Tamara looked at me with those big dark eyes. She led me to a ledge and made me sit down with her. We were above a sheer wall of granite that dropped off a hundred feet to the sea. The sun was setting and the world had a warm reddish glow. Gulls swooped below us along the cliffs. This strange feeling came over me. It was the most mixed-up thing that I ever felt. Sitting down with Tamara, I felt like this was the most perfect moment of my life—her, this beautiful place, the huge impossible expanse of the darkening sea beneath us. I wanted it all to stay like this forever.

But then in the backwash of this feeling was something else—it was like a dream about to shatter.

“You go home,” she said to me. “We will stay up here for tonight and see what tomorrow brings. My father will not let us go down.”

I was afraid I was about to lose her. “You’ve trusted me and I haven’t let you down, have I?”

“No. But we must be very careful.”

“You’ll be okay, I promise. No one called the police. They were just checking up on people. Nothing’s wrong.”

“We’ve told you very little about us,” Tamara said, her voice changing. “Now I will tell you something.”

I looked down at the gulls swirling in the mist that was now rising from the sea.

“My father was a soldier,” Tamara began. “He fought as he was instructed. He burned forests and farmers’ fields as he was told. He killed other men. He followed orders very well.”

A shudder went through me. “Who was he fighting for? Why?”

“This will sound strange, but that is not important now. He did not want to do these things. He had been away for one year. We had not seen him at all. Then one day he came home. I did not recognize him. He looked sick. I thought he might die. He had simply stopped being a soldier. My father said he could not kill anyone any more, no matter how many orders they gave him.”

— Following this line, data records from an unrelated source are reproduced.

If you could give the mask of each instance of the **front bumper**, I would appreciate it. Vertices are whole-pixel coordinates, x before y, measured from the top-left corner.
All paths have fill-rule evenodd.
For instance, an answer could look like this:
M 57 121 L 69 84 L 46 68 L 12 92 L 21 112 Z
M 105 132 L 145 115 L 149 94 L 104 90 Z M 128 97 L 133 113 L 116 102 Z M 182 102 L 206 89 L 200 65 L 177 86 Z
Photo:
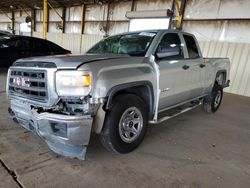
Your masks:
M 17 100 L 11 100 L 9 113 L 14 121 L 43 138 L 54 152 L 85 159 L 93 122 L 90 115 L 39 114 Z

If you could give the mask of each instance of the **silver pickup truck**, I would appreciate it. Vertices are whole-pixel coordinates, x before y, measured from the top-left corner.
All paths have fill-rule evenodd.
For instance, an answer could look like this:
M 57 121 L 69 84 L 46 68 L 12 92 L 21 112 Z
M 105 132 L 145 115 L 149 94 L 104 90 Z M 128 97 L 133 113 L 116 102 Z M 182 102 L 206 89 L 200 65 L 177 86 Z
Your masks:
M 229 60 L 205 59 L 191 34 L 172 30 L 108 37 L 85 55 L 21 59 L 8 71 L 12 119 L 58 154 L 84 159 L 91 132 L 117 153 L 134 150 L 149 123 L 203 104 L 215 112 Z

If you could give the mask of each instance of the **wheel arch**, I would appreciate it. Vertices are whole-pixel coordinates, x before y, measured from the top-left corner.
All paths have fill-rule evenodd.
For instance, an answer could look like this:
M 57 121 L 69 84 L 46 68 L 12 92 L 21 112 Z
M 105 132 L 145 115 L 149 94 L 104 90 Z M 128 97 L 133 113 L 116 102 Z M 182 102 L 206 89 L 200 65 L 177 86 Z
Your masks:
M 219 76 L 222 75 L 223 76 L 223 80 L 221 81 L 221 83 L 219 83 L 220 81 L 217 80 L 219 78 Z M 216 75 L 215 75 L 215 79 L 214 79 L 214 84 L 219 84 L 221 86 L 225 86 L 226 85 L 226 81 L 227 81 L 227 71 L 226 70 L 219 70 L 217 71 Z
M 114 86 L 107 93 L 108 100 L 105 108 L 106 110 L 110 109 L 114 98 L 121 94 L 135 94 L 147 104 L 149 117 L 151 117 L 154 110 L 153 91 L 153 85 L 149 81 L 130 82 Z

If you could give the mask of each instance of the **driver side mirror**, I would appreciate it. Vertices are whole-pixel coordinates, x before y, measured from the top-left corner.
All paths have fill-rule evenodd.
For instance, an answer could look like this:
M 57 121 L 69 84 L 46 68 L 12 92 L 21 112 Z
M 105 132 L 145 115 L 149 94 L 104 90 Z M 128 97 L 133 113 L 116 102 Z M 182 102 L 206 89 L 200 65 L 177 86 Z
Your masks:
M 165 49 L 158 48 L 156 52 L 156 57 L 158 59 L 164 59 L 168 57 L 178 56 L 181 54 L 181 48 L 180 46 L 175 47 L 167 47 Z

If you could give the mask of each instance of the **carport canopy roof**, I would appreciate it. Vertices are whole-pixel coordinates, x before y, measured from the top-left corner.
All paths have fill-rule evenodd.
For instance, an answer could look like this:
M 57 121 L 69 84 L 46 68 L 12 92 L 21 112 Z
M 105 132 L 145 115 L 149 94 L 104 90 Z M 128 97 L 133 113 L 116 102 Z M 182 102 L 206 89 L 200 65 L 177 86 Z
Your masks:
M 102 4 L 122 0 L 48 0 L 53 7 L 69 7 L 81 4 Z M 0 12 L 16 9 L 43 9 L 43 0 L 0 0 Z

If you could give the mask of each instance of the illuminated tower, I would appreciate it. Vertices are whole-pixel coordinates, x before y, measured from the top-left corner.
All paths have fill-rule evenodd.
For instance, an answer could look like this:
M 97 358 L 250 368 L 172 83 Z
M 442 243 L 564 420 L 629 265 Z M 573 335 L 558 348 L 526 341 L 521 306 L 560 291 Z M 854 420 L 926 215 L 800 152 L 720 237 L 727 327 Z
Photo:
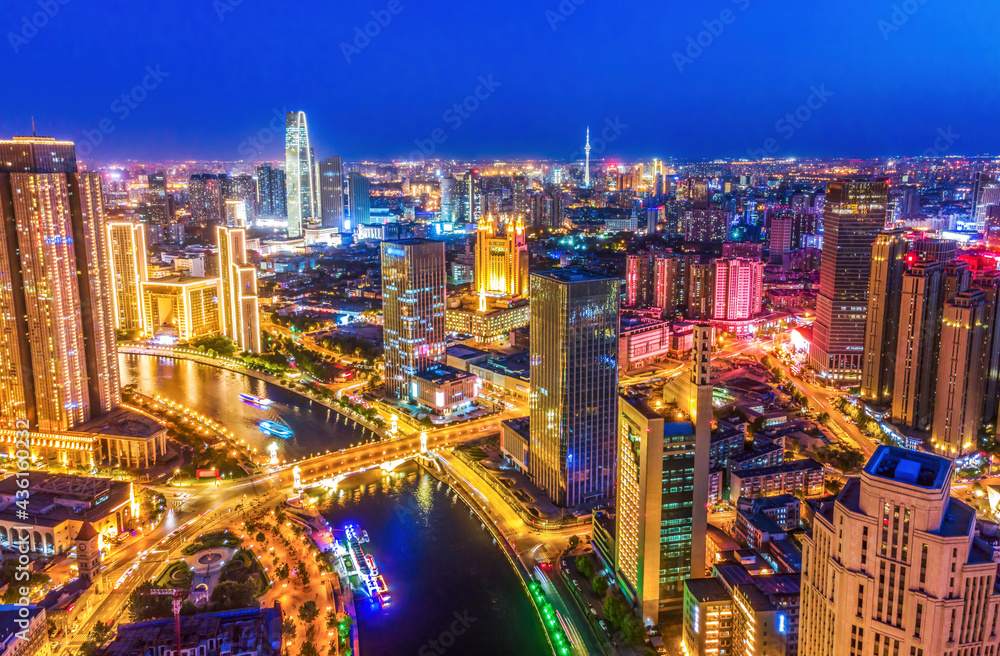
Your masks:
M 503 232 L 499 227 L 503 226 Z M 528 293 L 528 242 L 518 217 L 485 216 L 476 236 L 476 291 L 525 296 Z
M 68 430 L 121 402 L 101 179 L 70 141 L 0 141 L 0 425 Z
M 288 236 L 302 236 L 302 224 L 314 215 L 316 192 L 309 129 L 305 112 L 288 112 L 285 121 L 285 184 L 288 192 Z
M 417 396 L 413 377 L 445 361 L 444 242 L 382 242 L 385 386 L 395 399 Z
M 142 283 L 148 279 L 146 228 L 141 223 L 115 222 L 108 225 L 108 236 L 115 325 L 119 330 L 142 330 Z
M 222 332 L 241 351 L 260 353 L 257 270 L 247 263 L 246 232 L 217 226 Z
M 531 274 L 530 473 L 560 506 L 614 495 L 620 302 L 618 278 Z

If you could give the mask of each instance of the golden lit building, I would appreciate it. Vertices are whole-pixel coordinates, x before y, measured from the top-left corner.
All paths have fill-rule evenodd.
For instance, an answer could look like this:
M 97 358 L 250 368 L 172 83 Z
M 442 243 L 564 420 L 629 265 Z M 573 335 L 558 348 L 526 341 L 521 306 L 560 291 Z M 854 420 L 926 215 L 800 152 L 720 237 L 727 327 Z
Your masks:
M 141 223 L 108 225 L 111 244 L 112 301 L 119 330 L 143 330 L 142 283 L 146 271 L 146 228 Z
M 97 173 L 70 141 L 0 141 L 0 427 L 65 431 L 121 402 Z
M 171 341 L 222 332 L 218 278 L 172 276 L 142 283 L 146 331 Z
M 528 242 L 520 217 L 486 216 L 479 222 L 475 285 L 478 294 L 528 294 Z
M 260 353 L 257 271 L 247 264 L 246 231 L 215 229 L 219 244 L 222 332 L 241 351 Z

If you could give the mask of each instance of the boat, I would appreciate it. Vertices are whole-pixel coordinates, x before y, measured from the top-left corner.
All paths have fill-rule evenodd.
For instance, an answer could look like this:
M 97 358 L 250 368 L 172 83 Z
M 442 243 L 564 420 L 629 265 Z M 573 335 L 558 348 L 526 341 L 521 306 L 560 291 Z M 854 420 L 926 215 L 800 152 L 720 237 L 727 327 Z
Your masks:
M 266 408 L 271 405 L 271 399 L 264 398 L 263 396 L 254 396 L 253 394 L 240 394 L 240 398 L 247 403 L 252 403 L 253 405 L 259 405 Z
M 268 435 L 274 435 L 275 437 L 280 437 L 283 440 L 287 440 L 289 437 L 294 435 L 291 428 L 273 421 L 260 422 L 260 429 Z

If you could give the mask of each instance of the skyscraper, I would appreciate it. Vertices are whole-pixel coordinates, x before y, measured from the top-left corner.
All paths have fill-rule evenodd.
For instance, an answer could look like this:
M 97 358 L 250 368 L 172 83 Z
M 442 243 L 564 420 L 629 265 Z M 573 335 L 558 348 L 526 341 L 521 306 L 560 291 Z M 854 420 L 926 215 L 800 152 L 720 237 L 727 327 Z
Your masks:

“He was a deserter,” I said. “That must have taken a lot of courage.”

“Yes. But he had no choice. He could do it no longer. He was very sick and could not think well. A week went by and then one night more soldiers came into our house. They dragged my father out. They took him away and threatened to kill my mother and me if we did not get out of the house. When we went outside, they threw gasoline on our house and burned it to the ground.

“We lived in my grandmother’s house, not knowing anything about my father until he appeared one night like a ghost—starved, crazy. My grandfather found us a ship to take us out of the country and gave us money.

“Many weeks later, we are here and you find us. We are very far from our home but we must be very careful. My father would kill himself before being sent back. I cannot let that happen.”

I felt swallowed up by all the sorrow of their lives. I thought about all the happy, carefree days of my own, sailing around Lake Ontario, while Tamara and her family suffered. It almost didn’t seem possible. It didn’t seem fair. And then my feelings for my own father came back.

“When my father died,” I told her, “I wondered why there wasn’t anything I could do to stop it. I would have done anything to help him, to keep him alive. So I think I understand.”

Tamara put her arm around my neck. I leaned over and kissed her for the first time. I felt like one of those gulls below me along the cliffs, just floating through the misty evening sky.

Tamara convinced me they would be okay for one night alone in the wilderness. They would not let me stay with them, but I did make one more trip to the house and back to bring them food, a tent and warm clothing.

At home in my own bed, I had a hard time sleeping. Tamara’s story kept me awake for a long time. I kept wondering if I had done enough to help this family that seemed so strange yet so familiar.